Originally Posted by
Renmiri
I've had it 15 years ago, my mom has had it 18 years ago. I had always been careless with contacts and got my eyes scratched once by using them for way too long. And I was worse with glasses, losing them and getting them scratched often. So I wanted a way to see better, w/o the hassle of contacts or the unflattering (to me) style of glasses.
I was awake during the surgery and didn't feel a thing. But having a bright light aimed at your eye (which you can't close because the doc puts some thingie holding your eyelids) and the doctor poking at it is a bit nerve wracking.
The day after I had it the doctor took of the bandage and I could see much better than with contacts or glasses. Our eyes see all 360 degrees, while contacts and glasses only make "clear" the stuff in front of you with some limited lateral vision. Was amazing.
But it hurt like having a huge grain of sand in your eye that you can't get off. Ouch! Took some sleeping pills and woke up the next day much better. After 3 days the pain was gone but the sensitivity to light lingered for a year, not a month. Obviously was much worse in the first month but even a year after coming out of the house to a bright day was blinding.
Another funny thing is that you don't see well all the time, in the first couple of months. Your eye muscles are so used to squint that they still contract like you need to squint to see.. except now you don't and everything gets out of focus.

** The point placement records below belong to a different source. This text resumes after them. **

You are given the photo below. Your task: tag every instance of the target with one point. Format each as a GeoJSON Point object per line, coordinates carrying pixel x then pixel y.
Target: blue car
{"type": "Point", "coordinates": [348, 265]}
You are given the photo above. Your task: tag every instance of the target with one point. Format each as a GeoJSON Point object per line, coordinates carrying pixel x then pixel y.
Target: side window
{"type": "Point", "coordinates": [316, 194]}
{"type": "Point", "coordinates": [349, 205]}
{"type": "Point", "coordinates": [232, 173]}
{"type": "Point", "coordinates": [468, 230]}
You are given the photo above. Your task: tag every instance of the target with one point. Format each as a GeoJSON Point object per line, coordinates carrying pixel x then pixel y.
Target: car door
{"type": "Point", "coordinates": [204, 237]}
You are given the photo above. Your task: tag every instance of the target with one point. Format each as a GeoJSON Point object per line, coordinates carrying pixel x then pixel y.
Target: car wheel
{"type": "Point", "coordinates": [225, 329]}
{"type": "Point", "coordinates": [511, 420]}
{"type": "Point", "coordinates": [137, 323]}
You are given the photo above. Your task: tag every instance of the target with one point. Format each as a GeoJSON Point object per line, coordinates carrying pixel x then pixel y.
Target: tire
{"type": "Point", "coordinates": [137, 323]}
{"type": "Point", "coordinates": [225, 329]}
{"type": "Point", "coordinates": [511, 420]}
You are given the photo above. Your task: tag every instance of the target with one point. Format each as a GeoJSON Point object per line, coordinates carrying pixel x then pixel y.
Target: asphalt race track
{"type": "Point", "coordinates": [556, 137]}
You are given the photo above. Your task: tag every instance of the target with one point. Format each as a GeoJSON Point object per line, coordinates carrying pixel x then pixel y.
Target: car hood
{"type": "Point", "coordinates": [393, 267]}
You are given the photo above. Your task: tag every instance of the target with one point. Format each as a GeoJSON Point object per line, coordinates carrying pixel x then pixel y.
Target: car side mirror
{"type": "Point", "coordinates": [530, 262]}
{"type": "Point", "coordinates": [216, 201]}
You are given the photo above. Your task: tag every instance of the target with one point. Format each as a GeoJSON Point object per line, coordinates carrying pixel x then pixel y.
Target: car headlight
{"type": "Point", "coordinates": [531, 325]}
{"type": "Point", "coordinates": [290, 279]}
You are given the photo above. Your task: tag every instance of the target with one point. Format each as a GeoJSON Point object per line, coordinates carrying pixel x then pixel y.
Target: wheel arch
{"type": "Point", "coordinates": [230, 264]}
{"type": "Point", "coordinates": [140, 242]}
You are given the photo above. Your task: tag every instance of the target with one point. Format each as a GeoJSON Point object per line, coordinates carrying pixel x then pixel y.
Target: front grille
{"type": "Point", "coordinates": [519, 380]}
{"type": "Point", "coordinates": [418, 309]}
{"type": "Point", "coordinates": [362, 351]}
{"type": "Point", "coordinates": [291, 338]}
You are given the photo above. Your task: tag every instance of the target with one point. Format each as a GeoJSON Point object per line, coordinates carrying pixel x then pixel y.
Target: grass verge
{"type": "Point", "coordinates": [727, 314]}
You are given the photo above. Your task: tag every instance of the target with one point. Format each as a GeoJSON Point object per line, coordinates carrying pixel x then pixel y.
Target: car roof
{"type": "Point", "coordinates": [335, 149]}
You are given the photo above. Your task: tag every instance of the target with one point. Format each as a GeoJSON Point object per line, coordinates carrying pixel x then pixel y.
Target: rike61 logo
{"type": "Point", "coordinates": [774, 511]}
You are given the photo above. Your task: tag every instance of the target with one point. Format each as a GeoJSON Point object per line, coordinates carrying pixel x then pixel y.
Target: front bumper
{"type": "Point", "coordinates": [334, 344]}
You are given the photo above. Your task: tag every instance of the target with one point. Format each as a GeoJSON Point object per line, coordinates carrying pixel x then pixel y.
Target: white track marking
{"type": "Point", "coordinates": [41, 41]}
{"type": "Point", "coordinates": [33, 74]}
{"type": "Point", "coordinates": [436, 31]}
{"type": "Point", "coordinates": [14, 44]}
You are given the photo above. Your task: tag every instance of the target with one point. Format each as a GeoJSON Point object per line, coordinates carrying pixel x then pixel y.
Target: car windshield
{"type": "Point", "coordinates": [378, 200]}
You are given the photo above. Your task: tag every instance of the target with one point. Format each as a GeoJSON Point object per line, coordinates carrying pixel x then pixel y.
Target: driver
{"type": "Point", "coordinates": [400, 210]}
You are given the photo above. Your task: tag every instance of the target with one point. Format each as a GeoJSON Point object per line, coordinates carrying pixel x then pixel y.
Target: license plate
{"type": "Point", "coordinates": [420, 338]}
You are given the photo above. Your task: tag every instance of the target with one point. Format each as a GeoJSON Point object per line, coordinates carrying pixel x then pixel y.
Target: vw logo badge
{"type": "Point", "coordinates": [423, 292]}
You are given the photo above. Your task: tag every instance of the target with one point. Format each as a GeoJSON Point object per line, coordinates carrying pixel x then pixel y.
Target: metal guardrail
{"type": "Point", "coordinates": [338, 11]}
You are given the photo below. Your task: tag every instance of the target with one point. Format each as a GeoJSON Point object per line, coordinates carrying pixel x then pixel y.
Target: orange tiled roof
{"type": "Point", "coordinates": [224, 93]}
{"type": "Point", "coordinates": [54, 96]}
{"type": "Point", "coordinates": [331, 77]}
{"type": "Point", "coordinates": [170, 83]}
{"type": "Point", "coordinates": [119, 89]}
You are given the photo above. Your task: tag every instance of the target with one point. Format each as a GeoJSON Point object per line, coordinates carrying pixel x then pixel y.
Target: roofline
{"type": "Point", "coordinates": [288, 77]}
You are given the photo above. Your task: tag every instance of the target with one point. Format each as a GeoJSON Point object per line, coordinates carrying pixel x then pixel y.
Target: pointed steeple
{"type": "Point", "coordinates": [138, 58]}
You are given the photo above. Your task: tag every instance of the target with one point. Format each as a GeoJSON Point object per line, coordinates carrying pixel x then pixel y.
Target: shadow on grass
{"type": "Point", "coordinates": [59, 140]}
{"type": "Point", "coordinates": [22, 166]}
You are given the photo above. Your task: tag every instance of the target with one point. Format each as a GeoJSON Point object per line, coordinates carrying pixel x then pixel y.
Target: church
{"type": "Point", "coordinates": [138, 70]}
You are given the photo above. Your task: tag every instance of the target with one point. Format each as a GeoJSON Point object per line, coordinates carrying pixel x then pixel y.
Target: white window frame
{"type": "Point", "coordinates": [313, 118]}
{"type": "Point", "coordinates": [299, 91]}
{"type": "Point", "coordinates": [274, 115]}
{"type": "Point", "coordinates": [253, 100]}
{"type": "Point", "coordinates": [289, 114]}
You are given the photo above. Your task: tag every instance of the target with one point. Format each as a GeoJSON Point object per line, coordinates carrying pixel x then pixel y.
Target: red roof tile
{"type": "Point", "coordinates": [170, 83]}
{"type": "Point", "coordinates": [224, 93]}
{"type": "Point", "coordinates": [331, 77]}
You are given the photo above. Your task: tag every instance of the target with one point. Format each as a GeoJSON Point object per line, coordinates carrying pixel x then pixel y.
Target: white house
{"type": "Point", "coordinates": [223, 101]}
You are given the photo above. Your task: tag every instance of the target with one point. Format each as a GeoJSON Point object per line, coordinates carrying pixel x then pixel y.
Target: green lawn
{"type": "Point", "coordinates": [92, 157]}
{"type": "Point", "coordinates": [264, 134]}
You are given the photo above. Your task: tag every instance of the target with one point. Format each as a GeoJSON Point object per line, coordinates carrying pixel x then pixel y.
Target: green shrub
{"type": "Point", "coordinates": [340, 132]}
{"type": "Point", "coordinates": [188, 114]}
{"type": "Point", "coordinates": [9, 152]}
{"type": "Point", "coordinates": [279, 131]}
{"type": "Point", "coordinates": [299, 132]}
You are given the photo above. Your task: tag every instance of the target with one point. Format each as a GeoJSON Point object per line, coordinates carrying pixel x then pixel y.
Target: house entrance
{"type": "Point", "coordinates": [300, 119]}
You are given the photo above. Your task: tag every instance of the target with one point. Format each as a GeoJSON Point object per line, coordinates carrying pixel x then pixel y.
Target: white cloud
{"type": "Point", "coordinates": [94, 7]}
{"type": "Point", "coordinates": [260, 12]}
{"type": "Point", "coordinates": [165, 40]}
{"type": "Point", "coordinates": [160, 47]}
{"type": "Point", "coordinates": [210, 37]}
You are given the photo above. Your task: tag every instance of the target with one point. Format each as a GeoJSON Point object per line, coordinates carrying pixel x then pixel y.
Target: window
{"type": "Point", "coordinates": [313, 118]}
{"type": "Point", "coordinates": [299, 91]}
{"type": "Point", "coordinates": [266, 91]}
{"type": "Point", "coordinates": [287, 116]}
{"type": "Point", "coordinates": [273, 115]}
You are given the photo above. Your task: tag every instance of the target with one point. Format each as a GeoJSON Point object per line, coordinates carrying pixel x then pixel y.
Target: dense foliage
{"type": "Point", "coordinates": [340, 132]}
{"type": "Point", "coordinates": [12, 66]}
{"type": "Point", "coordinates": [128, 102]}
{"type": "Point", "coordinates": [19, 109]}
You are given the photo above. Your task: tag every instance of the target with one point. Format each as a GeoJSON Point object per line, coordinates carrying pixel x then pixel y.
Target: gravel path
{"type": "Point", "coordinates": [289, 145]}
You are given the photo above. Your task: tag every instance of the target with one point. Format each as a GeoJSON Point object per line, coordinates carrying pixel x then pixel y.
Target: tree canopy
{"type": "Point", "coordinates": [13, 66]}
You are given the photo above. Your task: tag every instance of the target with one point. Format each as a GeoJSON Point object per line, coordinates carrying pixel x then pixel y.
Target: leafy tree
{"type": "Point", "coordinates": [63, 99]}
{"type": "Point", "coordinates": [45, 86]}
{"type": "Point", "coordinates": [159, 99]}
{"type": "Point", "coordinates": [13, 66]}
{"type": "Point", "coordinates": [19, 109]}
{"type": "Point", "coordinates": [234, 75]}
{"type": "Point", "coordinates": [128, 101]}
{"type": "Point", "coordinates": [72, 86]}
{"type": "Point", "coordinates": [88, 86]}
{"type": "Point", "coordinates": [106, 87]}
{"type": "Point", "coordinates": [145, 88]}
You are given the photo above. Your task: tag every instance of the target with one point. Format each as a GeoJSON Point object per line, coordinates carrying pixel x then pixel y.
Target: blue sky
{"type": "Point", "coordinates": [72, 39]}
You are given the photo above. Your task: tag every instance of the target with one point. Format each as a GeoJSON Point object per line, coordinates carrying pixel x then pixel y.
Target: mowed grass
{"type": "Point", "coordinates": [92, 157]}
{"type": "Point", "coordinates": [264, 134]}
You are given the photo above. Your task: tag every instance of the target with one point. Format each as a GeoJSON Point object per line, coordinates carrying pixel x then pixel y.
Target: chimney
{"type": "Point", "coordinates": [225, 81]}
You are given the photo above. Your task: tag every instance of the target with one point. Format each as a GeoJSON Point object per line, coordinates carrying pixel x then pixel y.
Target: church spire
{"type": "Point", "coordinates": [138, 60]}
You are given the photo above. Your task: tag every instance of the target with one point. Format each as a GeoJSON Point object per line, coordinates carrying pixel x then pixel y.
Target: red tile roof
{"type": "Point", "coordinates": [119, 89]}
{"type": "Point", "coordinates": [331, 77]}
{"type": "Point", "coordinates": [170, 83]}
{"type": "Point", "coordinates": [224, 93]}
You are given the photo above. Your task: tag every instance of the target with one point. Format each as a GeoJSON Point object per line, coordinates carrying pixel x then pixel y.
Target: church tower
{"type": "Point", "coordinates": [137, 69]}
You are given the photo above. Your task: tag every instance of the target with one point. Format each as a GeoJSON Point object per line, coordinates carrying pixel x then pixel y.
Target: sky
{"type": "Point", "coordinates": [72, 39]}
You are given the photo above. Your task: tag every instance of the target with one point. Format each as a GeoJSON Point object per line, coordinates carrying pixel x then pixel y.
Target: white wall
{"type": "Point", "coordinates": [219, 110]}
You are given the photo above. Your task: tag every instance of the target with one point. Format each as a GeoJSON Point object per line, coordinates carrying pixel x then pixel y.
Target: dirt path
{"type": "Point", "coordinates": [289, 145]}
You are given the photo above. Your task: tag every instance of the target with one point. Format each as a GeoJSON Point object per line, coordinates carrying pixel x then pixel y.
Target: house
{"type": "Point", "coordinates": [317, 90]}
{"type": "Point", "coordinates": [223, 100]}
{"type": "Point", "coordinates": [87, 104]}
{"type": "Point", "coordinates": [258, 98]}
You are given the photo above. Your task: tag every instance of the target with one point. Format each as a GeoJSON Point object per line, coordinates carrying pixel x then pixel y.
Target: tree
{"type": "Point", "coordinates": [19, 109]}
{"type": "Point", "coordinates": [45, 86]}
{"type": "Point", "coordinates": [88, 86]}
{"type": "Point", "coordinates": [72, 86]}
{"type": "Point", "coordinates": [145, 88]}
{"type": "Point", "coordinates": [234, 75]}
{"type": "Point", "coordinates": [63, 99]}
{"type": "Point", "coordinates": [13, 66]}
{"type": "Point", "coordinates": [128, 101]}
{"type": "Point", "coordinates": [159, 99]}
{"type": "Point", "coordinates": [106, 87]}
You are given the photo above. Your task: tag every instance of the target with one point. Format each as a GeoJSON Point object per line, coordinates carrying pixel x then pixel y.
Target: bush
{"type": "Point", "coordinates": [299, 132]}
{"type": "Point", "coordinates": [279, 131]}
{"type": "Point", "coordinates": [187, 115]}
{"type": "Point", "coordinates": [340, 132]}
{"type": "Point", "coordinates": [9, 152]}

Usually that happened in the morning and I spent 10-20 minutes seeing all blurry, then slowly have all things coming into focus.
Both my mom and I can see very well in the distance until today but also got worse closeup vision. Not to read books, closer stuff. I have a much harder time putting a thread in a needle than I had before surgery and it has gotten worse over the years. But then us old geezers get to need reading glasses eventually (my mom does) so who can say it was the surgery ?
Also, if you have this surgery you can not summit the Everest :p The low pressure there wreaks havoc with your muscles and retina and your eyes get very blurry. Astronauts would probably have some weird effects too, on low grav settings. So if you dream of doing those things, stick to glasses.
Other than that, it has been wonderful to see all things at all angles and side vision, without needing any kind of hassle with stuff I'm bound to lose or forget to clean. And you can lose your eye to badly cared for contact lenses so to me the risk was well worth it.